Since all my business is stuck, I don't care if I loose a few data. Is there a way to relaunch cluster by ignoring missing fragment?

How to repeat:
.

Hi,

 - for data recovery, please contact our MySQL Support team
 - for post mortem please upload full ndb_error_report and logs from sql nodes too
 - please upgrade to 7.6.12 as you are running ndb-7.6.7 according to this log snippet you sent as if you look at https://dev.mysql.com/doc/relnotes/mysql-cluster/7.6/en/ you can see we fixed a number of bugs since 7.6.7 and you might be hitting one of them

all best

mysql-bug-data-97668.zip uploaded

Hi,

> Is it normal behavior for ndbrequire to shutdown cluster?

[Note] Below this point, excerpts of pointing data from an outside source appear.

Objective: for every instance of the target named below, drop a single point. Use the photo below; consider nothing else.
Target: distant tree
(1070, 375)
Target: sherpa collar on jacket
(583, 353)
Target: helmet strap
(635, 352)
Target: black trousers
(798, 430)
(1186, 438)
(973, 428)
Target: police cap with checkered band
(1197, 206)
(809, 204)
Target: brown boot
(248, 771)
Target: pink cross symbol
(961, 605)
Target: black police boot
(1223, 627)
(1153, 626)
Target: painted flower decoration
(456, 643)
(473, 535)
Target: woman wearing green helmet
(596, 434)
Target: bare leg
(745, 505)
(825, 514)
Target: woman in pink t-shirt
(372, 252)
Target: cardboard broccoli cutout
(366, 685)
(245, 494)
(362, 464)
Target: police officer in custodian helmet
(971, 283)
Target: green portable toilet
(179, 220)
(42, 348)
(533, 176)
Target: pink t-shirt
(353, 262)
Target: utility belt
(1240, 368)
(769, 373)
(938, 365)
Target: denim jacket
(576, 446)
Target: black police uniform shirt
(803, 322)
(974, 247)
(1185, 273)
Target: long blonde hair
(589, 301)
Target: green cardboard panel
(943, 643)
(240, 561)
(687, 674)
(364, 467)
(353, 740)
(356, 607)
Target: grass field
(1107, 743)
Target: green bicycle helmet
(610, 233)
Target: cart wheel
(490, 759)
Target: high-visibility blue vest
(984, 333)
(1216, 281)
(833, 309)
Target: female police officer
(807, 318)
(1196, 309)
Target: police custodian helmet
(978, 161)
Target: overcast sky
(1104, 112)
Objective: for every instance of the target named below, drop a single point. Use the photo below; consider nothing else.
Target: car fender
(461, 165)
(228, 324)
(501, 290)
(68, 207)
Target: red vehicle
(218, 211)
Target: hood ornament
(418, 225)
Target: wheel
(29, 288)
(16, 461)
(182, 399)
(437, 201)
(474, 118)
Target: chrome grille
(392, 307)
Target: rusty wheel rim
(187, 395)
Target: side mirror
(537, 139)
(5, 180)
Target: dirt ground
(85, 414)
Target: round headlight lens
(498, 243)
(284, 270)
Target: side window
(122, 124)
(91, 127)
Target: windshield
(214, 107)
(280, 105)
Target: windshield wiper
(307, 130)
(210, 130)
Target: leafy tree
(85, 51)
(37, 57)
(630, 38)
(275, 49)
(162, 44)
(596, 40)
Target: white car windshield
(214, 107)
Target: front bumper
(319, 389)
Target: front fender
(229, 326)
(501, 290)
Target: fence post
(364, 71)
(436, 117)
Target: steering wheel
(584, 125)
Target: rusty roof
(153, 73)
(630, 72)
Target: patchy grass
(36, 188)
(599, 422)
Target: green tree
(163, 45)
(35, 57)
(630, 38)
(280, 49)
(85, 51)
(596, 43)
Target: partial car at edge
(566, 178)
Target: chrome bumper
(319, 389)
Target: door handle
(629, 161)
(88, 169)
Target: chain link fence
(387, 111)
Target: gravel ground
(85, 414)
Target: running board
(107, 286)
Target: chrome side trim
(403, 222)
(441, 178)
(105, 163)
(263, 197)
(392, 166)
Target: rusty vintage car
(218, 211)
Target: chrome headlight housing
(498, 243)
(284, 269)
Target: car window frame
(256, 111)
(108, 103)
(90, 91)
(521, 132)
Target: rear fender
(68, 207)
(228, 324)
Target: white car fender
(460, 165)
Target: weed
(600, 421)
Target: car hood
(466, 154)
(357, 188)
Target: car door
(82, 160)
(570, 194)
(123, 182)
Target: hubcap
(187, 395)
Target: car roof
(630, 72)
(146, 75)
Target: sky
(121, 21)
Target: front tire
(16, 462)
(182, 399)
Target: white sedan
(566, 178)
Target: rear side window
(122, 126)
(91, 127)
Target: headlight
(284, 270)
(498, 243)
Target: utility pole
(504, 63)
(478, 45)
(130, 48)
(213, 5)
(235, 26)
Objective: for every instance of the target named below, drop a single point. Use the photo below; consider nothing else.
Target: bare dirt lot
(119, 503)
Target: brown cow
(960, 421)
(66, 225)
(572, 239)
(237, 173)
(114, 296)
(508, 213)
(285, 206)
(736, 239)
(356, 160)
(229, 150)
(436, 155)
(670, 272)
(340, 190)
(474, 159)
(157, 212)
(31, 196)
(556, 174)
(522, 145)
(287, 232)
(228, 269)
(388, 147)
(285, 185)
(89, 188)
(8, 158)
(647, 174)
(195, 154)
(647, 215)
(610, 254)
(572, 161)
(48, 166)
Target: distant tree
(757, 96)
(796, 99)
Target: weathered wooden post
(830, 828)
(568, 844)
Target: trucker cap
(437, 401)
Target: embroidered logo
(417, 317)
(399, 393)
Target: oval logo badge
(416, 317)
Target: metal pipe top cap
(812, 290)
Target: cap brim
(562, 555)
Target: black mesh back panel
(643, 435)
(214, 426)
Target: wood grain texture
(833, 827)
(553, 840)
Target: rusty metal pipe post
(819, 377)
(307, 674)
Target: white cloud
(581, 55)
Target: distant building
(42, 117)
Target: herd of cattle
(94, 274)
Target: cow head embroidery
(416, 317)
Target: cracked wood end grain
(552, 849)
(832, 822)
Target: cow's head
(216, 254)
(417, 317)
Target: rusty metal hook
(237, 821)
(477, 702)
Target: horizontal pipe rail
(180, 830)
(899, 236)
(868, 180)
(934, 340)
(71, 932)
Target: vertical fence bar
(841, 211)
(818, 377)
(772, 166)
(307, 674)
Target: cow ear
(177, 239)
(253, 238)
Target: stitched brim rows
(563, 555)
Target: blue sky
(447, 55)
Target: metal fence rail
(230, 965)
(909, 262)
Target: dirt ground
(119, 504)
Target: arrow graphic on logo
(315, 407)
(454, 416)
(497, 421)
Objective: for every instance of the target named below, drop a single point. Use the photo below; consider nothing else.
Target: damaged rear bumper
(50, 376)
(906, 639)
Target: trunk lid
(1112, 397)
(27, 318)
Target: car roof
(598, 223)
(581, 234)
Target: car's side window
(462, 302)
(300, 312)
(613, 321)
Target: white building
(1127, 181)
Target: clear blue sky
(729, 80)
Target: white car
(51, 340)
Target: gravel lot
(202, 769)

yes, that is what ndbrequire does.

I'm having issues reproducing this crash with modern 7.6... looks like you hit some bug from the older version, trying to locate which one. 

Do you have DISK DATA ?

all best

yes, "fs" folders

Hi,

No, I did not mean if you stored your datadirs, the question is do you use tables that are stored on disk:
https://dev.mysql.com/doc/refman/5.7/en/mysql-cluster-disk-data.html

but I assume you don't so my first idea is down the drain.

all best

I can't reproduce the alter+backup crash with ndb-7.6.12 (I can with ndb-7.6.7) but I can't find which fix solved this bug so I'd still be weary about running alter during backup, but be sure to update to latest version.